Understanding pension tax relief

3 min read


If you don’t quite get pension tax relief, you’re not alone, but it pays to make the most of it.

The government encourages pension saving by giving tax incentives, making tax relief one of the major benefits of saving into a pension.

How does it work?

If you’re a basic rate taxpayer you can essentially contribute £100 into your pension for just £80. This means when you pay into your pension from your pay packet or make a single contribution, you’ll get a boost from the government in the form of tax relief.

And the more you pay into your pension, the more help you’ll get.

For example, if you pay basic rate tax:

You pay Tax relief added as a boost to your contribution Total contribution added to your pension plan
£80 £20 £100
£160 £40 £200
£240 £60 £300

If you pay a higher or additional rate of income tax you could benefit from additional tax relief which you can claim from HM Revenue & Customs (HMRC). Tax relief can change and depends on your individual circumstances and where you live in the UK.

Know your limits

Governments have tried to limit these benefits and there’s both an annual limit on how much you can contribute to a pension and qualify for tax relief, and a lifetime limit on the total pot that can be built up with the benefit of tax relief. If you go over these limits, you’ll have to pay a tax charge. The annual allowance is £40,000 per year and the lifetime allowance is £1,073,100 for the 2022/23 tax year. There are other limits to be aware of too such as the money purchase annual allowance and the tapered annual allowance. You can find out more about them in our Tax relief - know your limits article.

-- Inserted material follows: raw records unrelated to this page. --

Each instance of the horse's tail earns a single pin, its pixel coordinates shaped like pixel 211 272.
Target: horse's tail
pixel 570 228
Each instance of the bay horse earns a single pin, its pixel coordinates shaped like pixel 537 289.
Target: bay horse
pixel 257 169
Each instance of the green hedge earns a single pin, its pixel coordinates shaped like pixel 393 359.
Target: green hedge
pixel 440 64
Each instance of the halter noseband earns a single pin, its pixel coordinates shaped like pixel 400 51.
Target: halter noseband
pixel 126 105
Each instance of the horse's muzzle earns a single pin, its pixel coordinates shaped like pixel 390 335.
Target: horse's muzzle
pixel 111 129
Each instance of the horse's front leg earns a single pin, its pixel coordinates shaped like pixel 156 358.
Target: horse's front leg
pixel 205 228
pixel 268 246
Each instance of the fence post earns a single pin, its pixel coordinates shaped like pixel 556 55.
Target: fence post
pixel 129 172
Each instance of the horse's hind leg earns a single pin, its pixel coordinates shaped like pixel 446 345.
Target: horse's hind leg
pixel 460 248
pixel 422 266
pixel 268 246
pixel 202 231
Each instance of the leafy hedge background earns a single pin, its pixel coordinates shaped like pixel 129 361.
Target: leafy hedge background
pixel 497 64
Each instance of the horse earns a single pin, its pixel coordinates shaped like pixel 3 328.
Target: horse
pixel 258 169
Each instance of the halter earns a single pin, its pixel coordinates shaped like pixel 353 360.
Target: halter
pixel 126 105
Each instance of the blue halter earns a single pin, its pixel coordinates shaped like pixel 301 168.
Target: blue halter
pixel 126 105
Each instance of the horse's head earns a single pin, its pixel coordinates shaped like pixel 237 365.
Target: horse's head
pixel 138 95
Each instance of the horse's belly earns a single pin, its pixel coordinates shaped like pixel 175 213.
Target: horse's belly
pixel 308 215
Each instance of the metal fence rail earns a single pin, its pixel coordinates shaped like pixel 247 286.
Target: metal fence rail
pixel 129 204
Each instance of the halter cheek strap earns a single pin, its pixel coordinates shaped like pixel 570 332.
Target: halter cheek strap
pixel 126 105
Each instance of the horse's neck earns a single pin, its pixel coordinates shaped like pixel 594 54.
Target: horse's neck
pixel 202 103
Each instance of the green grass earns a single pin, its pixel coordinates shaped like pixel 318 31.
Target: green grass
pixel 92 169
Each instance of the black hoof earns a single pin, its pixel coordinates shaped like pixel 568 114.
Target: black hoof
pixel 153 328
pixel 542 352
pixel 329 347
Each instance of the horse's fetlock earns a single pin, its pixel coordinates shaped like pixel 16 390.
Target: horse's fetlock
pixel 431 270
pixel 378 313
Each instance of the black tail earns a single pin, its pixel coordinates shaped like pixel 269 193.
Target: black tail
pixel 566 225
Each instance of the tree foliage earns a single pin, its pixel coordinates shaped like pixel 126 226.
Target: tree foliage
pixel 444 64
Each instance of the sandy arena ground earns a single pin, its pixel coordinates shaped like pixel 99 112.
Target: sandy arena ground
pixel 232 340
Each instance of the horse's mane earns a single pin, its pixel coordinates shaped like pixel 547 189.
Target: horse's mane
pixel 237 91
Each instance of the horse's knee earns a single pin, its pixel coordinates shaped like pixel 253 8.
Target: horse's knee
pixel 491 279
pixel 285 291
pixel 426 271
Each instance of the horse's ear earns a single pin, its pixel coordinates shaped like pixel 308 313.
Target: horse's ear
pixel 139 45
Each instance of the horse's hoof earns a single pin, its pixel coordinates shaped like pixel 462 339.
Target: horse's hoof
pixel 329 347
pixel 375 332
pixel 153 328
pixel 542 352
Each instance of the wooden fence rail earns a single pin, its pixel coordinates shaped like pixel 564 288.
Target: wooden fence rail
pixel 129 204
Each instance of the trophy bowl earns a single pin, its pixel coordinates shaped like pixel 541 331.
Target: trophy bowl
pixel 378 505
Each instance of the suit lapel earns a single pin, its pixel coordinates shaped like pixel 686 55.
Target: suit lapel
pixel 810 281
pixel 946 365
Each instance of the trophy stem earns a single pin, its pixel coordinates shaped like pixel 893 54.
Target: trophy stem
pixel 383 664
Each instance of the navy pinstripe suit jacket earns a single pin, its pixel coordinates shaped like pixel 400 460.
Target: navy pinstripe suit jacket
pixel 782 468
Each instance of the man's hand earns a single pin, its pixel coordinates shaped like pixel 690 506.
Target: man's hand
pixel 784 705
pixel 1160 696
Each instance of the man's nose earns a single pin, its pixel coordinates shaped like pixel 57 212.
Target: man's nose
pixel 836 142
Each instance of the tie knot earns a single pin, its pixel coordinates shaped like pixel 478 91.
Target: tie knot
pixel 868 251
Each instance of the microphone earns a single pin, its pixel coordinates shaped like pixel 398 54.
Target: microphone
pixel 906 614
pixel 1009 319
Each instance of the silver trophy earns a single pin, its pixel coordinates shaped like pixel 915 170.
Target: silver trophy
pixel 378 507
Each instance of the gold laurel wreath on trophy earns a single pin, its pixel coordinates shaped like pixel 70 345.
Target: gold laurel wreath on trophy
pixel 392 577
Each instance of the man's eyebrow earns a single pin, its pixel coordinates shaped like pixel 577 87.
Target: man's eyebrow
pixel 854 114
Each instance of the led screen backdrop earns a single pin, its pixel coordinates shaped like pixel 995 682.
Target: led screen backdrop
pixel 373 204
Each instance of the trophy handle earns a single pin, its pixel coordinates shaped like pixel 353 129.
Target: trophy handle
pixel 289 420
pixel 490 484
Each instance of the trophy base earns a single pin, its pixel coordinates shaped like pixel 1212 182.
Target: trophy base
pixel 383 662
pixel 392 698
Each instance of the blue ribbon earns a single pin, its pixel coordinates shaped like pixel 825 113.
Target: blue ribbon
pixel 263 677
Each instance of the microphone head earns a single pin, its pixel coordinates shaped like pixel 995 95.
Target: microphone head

These may sound like big numbers, but it would be wrong to say these limits only concern the wealthy. The reality is that more and more people are being captured by these limits – for instance, people who may have had long service in a final salary scheme could find themselves breaching them.

Don’t miss out

If you’re getting close to either of these limits, it’s tempting to stop paying into your pension in an attempt to avoid a tax charge. However, this might not always be the best thing to do, as you could potentially miss out on many benefits by stopping contributions. For instance, you may miss out on large employer contributions that could really boost your income in retirement.

In addition, people in danger of breaching their annual allowance may worry about having enough money to pay the tax charge. However, there are instances where the scheme will pay the charge for you.

We've written a guide, Why saving beyond pension tax relief limits might not be a bad idea, which highlights some of the key things to think about when making this decision.

Seeking advice

It’s important to note that paying an annual or lifetime allowance charge is not an inherently bad thing. It isn’t a punishment for bad behaviour and it certainly isn’t a sign that you’ve done something unlawful. It’s merely a way for HMRC to claw back overpaid tax relief. As a result, avoiding the charge shouldn’t necessarily be your default position and you should think carefully about whether stopping contributions to avoid the charge or staying in the scheme and paying the charge will leave you better off in the long term.

These are complex issues that can have long-term effects on your financial wellbeing, so it’s a good idea to speak to an independent financial adviser before making a decision. They’ll go through your individual situation and advise you of the best way to proceed. Advisers may charge for their services – but they should agree any fees with you up front.